From our whole-system analysis, it emerges that pure data-driven approaches would not be a definitive solution for analysing ED overcrowding. In contrast, this paper shows that by adopting an inclusive approach, not only can we enhance real-world data potential to improve operational decisions within the emergency department, but it also provides an opportunity to facilitate policy-making discussions that encompass broader aspects affecting the healthcare system, such as engagement with local municipal or regional authorities. For example, from our results it emerged that an improvement of geriatric and psychiatric pathways, and a serious discussion regarding primary care delivery, would be crucial to decrease pressure on the ED.

From the obtained results, ED resources appear to be squeezed from all directions, from the primary healthcare delivery to the overcrowding of hospital wards that impact on the ED admission process with the boarding. Finally, we can detect the origin of the possible solutions by analysing this mismatch between community needs and the delivery of care from the whole-system perspective not isolating only emergency medicine. The take home message is that we should learn beyond the pure empirical approaches by involving clinicians and managers, and from there we can start to design future solutions to the ED overcrowding looking beyond the walls of the ED and the hospital.

Despite the significance of our work, there are certain limitations that should be acknowledged. Firstly, the study was conducted at a single centre in Uppsala, Sweden, which may limit the generalizability of the findings to other healthcare settings. Furthermore, the analysis was based on data from a one-year time window, which may not fully capture long-term trends and variations in the ED workflow. It is relevant to note that the available data lacked detailed clinical variables, such as blood test results, and the level of granularity regarding the decision-making process by clinicians was limited. This relied on the fact that the analysed records were health care production data. This enrichment of the data information would be beneficial for the improvement of multivariate regression models for the length of stay since the current information is confounded by the saturation of the system.

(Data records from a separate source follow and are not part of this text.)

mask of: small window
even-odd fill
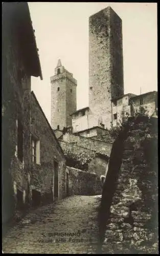
[[[32,161],[33,163],[36,162],[36,141],[32,140]]]
[[[113,106],[117,106],[117,100],[113,101]]]
[[[143,98],[140,98],[140,105],[143,105]]]
[[[32,138],[32,161],[34,163],[40,163],[40,142]]]
[[[23,126],[21,121],[18,119],[18,129],[17,129],[17,156],[20,161],[22,162],[23,161]]]
[[[114,118],[114,120],[116,120],[117,119],[117,113],[116,114],[114,114],[114,115],[113,115],[113,118]]]
[[[85,116],[85,111],[82,112],[82,116]]]

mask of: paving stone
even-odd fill
[[[4,252],[96,253],[100,200],[74,196],[29,212],[3,238]]]

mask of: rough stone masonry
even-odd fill
[[[110,100],[123,93],[122,20],[108,7],[89,19],[89,107],[107,127]]]
[[[103,253],[158,252],[157,141],[153,126],[148,117],[130,120],[126,137],[113,145],[100,212]],[[119,162],[117,169],[114,161]]]

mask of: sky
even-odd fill
[[[88,105],[88,19],[110,6],[122,19],[124,93],[157,90],[156,3],[29,2],[43,80],[34,91],[51,123],[51,86],[58,59],[77,80],[77,109]]]

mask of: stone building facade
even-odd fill
[[[31,76],[42,79],[27,3],[2,5],[2,221],[41,196],[66,192],[63,151],[36,97]],[[56,174],[55,177],[55,174]]]
[[[95,173],[66,166],[68,175],[68,194],[93,196],[102,193],[100,178]]]
[[[133,116],[143,107],[149,117],[157,117],[157,92],[155,91],[135,95],[128,93],[112,100],[112,124],[117,126],[122,117]]]
[[[58,60],[55,75],[51,77],[51,126],[62,130],[72,126],[71,114],[77,109],[77,80]]]
[[[37,192],[41,199],[47,198],[51,202],[65,197],[66,173],[63,152],[33,92],[31,92],[31,199],[36,201],[34,195],[38,195]]]
[[[123,94],[122,20],[108,7],[89,18],[89,107],[105,127],[112,121],[111,100]]]
[[[31,168],[31,76],[42,79],[27,3],[2,5],[2,221],[24,201]],[[32,57],[31,57],[32,56]],[[15,186],[14,181],[16,181]]]

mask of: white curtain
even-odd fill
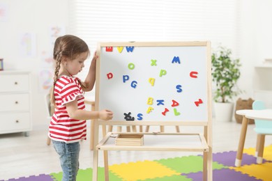
[[[210,40],[237,56],[239,6],[239,0],[70,0],[68,32],[92,53],[98,42]]]

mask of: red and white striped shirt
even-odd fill
[[[86,139],[85,120],[69,117],[66,104],[77,102],[77,108],[84,109],[84,96],[77,77],[63,75],[56,81],[54,89],[55,109],[49,127],[49,136],[52,140],[74,143]]]

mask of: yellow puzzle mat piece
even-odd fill
[[[109,166],[109,168],[123,180],[144,180],[181,174],[157,162],[148,160],[114,164]]]
[[[243,149],[243,153],[255,156],[255,148],[245,148]],[[272,161],[272,145],[264,147],[263,158],[266,160]]]
[[[266,162],[262,164],[245,165],[241,167],[229,167],[242,173],[248,174],[250,176],[261,179],[264,181],[271,181],[272,174],[267,174],[272,171],[272,163]]]

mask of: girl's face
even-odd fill
[[[70,75],[75,75],[80,72],[84,67],[84,61],[88,58],[88,52],[84,52],[77,55],[75,59],[68,58],[65,66],[68,72]]]

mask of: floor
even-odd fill
[[[241,125],[232,122],[213,121],[213,152],[236,150]],[[245,148],[255,146],[257,134],[254,125],[249,125]],[[89,129],[88,137],[89,137]],[[180,127],[183,132],[202,131],[200,127]],[[174,127],[165,127],[165,132],[175,132]],[[159,131],[158,127],[151,127],[150,132]],[[58,156],[51,144],[46,145],[47,127],[35,129],[29,136],[22,133],[0,135],[0,180],[37,175],[61,171]],[[100,136],[101,137],[101,136]],[[271,144],[271,136],[266,136],[266,145]],[[93,167],[93,151],[89,141],[81,142],[80,167]],[[159,159],[178,156],[196,155],[199,152],[110,151],[109,164],[127,163],[145,159]],[[99,166],[103,166],[103,154],[100,152]]]

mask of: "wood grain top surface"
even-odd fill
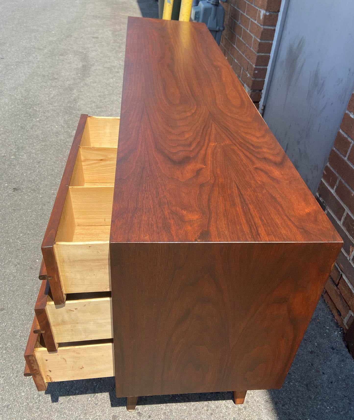
[[[204,24],[128,19],[110,241],[341,242]]]

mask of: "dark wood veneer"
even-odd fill
[[[117,396],[281,386],[341,244],[205,25],[129,18]]]
[[[34,312],[39,325],[39,329],[37,332],[41,333],[47,350],[52,352],[57,351],[58,344],[55,342],[50,323],[45,310],[50,290],[49,281],[46,279],[42,280],[34,306]]]
[[[39,328],[39,325],[35,315],[25,350],[24,357],[27,368],[25,366],[24,374],[25,376],[29,376],[29,371],[33,378],[37,389],[39,391],[45,391],[47,389],[47,383],[45,382],[44,379],[41,374],[36,358],[34,355],[34,348],[39,339],[39,335],[35,333],[33,331],[35,330],[38,329]]]

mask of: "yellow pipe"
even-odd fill
[[[172,16],[172,8],[173,7],[173,0],[165,0],[163,5],[163,13],[162,18],[166,21],[170,21]]]
[[[184,22],[189,22],[191,10],[192,0],[182,0],[179,10],[178,20],[183,21]]]

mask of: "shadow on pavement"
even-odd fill
[[[48,384],[45,393],[50,396],[52,402],[59,402],[60,397],[108,392],[112,407],[125,406],[126,399],[115,396],[114,378],[85,379],[53,382]],[[152,395],[139,396],[138,405],[167,404],[171,403],[196,402],[200,401],[218,401],[232,399],[232,392],[210,392],[201,394],[178,394],[172,395]]]
[[[354,419],[353,378],[354,360],[343,331],[321,298],[283,387],[268,392],[279,420],[349,420]],[[113,377],[53,383],[45,391],[54,403],[61,396],[100,393],[108,393],[112,407],[126,405],[126,398],[115,396]],[[233,397],[231,392],[139,396],[138,405]]]
[[[280,389],[268,391],[279,420],[354,419],[354,360],[322,298]]]
[[[159,5],[156,0],[136,0],[143,18],[158,19]]]

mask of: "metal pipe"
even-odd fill
[[[162,18],[165,21],[170,21],[172,16],[172,9],[173,7],[173,0],[165,0],[163,5],[163,13]]]
[[[192,0],[182,0],[178,20],[189,22],[192,9]]]

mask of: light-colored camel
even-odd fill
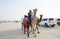
[[[36,17],[36,12],[37,12],[37,9],[33,9],[34,11],[34,19],[32,21],[32,25],[33,25],[33,33],[34,33],[34,36],[36,37],[36,30],[37,32],[39,33],[39,28],[38,28],[38,25],[39,25],[39,22],[41,22],[42,20],[42,15],[40,15],[40,18]]]

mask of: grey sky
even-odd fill
[[[60,0],[0,0],[0,20],[20,20],[34,8],[37,16],[60,18]]]

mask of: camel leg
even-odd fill
[[[27,26],[27,35],[29,37],[29,26]]]
[[[26,33],[26,28],[24,27],[24,34]]]
[[[34,37],[36,37],[36,25],[33,24],[33,33],[34,33]]]
[[[37,32],[38,32],[38,34],[39,34],[40,32],[39,32],[39,27],[38,27],[38,25],[36,26],[36,29],[37,29]]]

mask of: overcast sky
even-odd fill
[[[60,0],[0,0],[0,20],[20,20],[34,8],[37,16],[60,18]]]

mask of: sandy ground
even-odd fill
[[[40,34],[30,37],[21,30],[21,23],[0,23],[0,39],[60,39],[60,26],[53,28],[39,27]]]

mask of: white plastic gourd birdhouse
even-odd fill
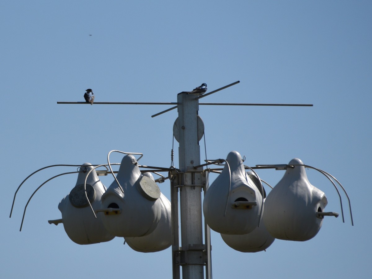
[[[115,236],[138,237],[154,231],[161,216],[160,191],[154,180],[142,176],[132,155],[122,160],[116,180],[102,197],[103,224]]]
[[[260,185],[258,183],[258,178],[253,172],[248,171],[247,173],[259,189]],[[221,234],[221,237],[225,243],[232,249],[240,252],[251,253],[266,250],[275,240],[266,228],[263,220],[261,220],[259,227],[257,227],[249,233],[243,235]]]
[[[109,241],[115,237],[105,228],[102,216],[95,218],[87,200],[87,197],[94,210],[100,209],[101,198],[106,190],[95,170],[93,170],[87,178],[86,196],[85,178],[93,168],[89,163],[81,165],[76,186],[58,206],[62,214],[61,222],[63,223],[65,231],[71,240],[78,244],[98,243]]]
[[[143,175],[154,180],[154,177],[150,172],[145,172]],[[160,205],[161,214],[157,226],[154,231],[143,237],[125,238],[125,241],[129,246],[138,252],[158,252],[166,249],[172,244],[170,202],[161,193],[160,197],[155,203]]]
[[[289,165],[303,165],[294,159]],[[281,180],[267,196],[263,221],[267,230],[276,238],[305,241],[316,235],[328,202],[326,194],[309,182],[305,167],[287,168]]]
[[[226,234],[245,234],[259,224],[262,196],[246,173],[241,156],[230,152],[221,173],[208,188],[203,207],[211,228]]]

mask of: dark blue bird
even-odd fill
[[[192,91],[190,92],[190,94],[198,94],[202,95],[203,93],[205,93],[207,91],[207,84],[203,83],[201,85],[197,87]]]
[[[93,91],[91,89],[87,89],[86,91],[86,92],[84,94],[85,101],[88,104],[93,105],[94,101],[94,94],[93,94]]]

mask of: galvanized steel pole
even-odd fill
[[[180,189],[182,247],[180,251],[182,278],[204,278],[201,192],[203,187],[198,140],[199,101],[195,95],[177,96],[179,147]]]

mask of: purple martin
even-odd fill
[[[86,92],[84,94],[85,101],[88,104],[93,105],[94,101],[94,94],[93,94],[93,91],[91,89],[87,89],[86,91]]]
[[[205,93],[207,91],[206,83],[203,83],[200,86],[197,87],[192,91],[190,92],[190,94],[198,94],[201,95],[203,93]]]

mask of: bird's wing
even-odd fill
[[[85,99],[85,101],[87,103],[89,102],[89,97],[87,93],[84,94],[84,99]]]

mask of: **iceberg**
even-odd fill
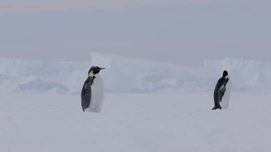
[[[101,72],[107,92],[140,92],[190,87],[212,90],[227,70],[234,90],[270,88],[271,64],[228,58],[206,60],[199,67],[91,54],[88,62],[0,58],[0,92],[79,94],[93,66]]]

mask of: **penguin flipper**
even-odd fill
[[[81,106],[83,111],[90,104],[91,100],[91,85],[93,82],[95,76],[89,76],[85,82],[81,92]]]

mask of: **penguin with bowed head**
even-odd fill
[[[224,70],[214,92],[214,107],[213,110],[226,109],[229,106],[231,90],[231,80],[228,72]]]

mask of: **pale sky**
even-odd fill
[[[271,0],[0,0],[0,58],[271,62]]]

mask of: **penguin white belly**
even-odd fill
[[[229,79],[225,88],[226,91],[224,94],[221,102],[219,103],[222,109],[226,109],[229,107],[231,91],[231,81],[230,79]]]
[[[91,86],[91,99],[90,104],[85,111],[86,112],[100,112],[102,106],[104,90],[103,81],[99,76],[93,80]]]

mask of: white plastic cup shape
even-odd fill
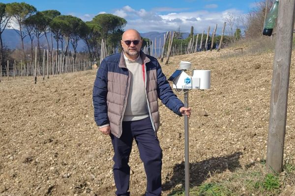
[[[210,89],[211,86],[210,70],[194,70],[192,77],[200,78],[200,89]]]
[[[190,70],[191,66],[191,63],[188,61],[180,61],[178,69],[183,70]]]

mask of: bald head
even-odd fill
[[[139,55],[142,45],[140,34],[135,29],[126,30],[122,35],[121,45],[127,57],[129,59],[136,59]]]
[[[134,38],[134,39],[130,39],[131,37]],[[140,34],[135,29],[126,30],[122,35],[122,40],[140,40],[141,39]]]

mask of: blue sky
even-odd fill
[[[177,30],[194,32],[206,31],[218,24],[220,33],[229,14],[246,14],[255,6],[256,0],[2,0],[6,3],[25,2],[38,11],[56,9],[63,15],[71,15],[84,21],[91,21],[100,13],[110,13],[124,18],[125,29],[135,28],[140,32]]]

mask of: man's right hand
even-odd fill
[[[110,135],[110,133],[111,133],[111,129],[110,128],[110,126],[104,126],[102,128],[99,128],[99,130],[103,134],[105,135]]]

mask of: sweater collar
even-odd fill
[[[140,56],[140,58],[142,59],[144,64],[150,61],[150,59],[141,50],[140,51],[139,56]],[[125,62],[123,51],[122,51],[121,52],[121,56],[120,56],[120,60],[119,60],[119,67],[127,68],[126,63]]]

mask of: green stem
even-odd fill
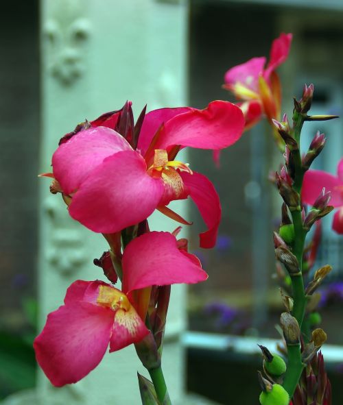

Moreover, the discussion and expert input primarily involved clinical practitioners, and no other stakeholders and actors in the healthcare system. The absence of comprehensive discussions with external stakeholders, such as policymakers, administrators, and patients, may have limited the breadth of insights and potential solutions generated from the analysis.

It is essential to recognize these limitations as they highlight the need for future research to address these gaps. This could include conducting multi-centre studies to validate the findings across different healthcare contexts, extending the time window of analysis to capture long-term dynamics, and enhancing data collection efforts to include more detailed clinical variables. Additionally, engaging a broader range of stakeholders in the analysis and decision-making process can lead to more comprehensive and impactful strategies for addressing the challenges faced by EDs and improving overall healthcare delivery.

As mentioned before, overcrowding in EDs is an international problem1,6, and that regardless the massive quantity of works aimed to operational research there is still a lot of work to do to solve this problem21,22, especially in the current discussion on real-world evidence and healthcare data19,26,75. In the current discussion regarding data-driven healthcare in international settings, our pipeline could be interesting to implement for participatory approaches and to facilitate discussions about the problem from the perspectives of different healthcare policies.

Conclusions

Our analysis reveals insights into ED overcrowding and enables to identify systemic issues and directions for solutions. The whole systems perspective opened the scope to the boundary effects of inflow and outflow of the ED inside the hospital. Finally, our approach demonstrates that to enhance and unlock the potential of real-world data in studying ED overcrowding challenge we need to look to systems beyond the walls of the ED and the hospitals to solve this problem.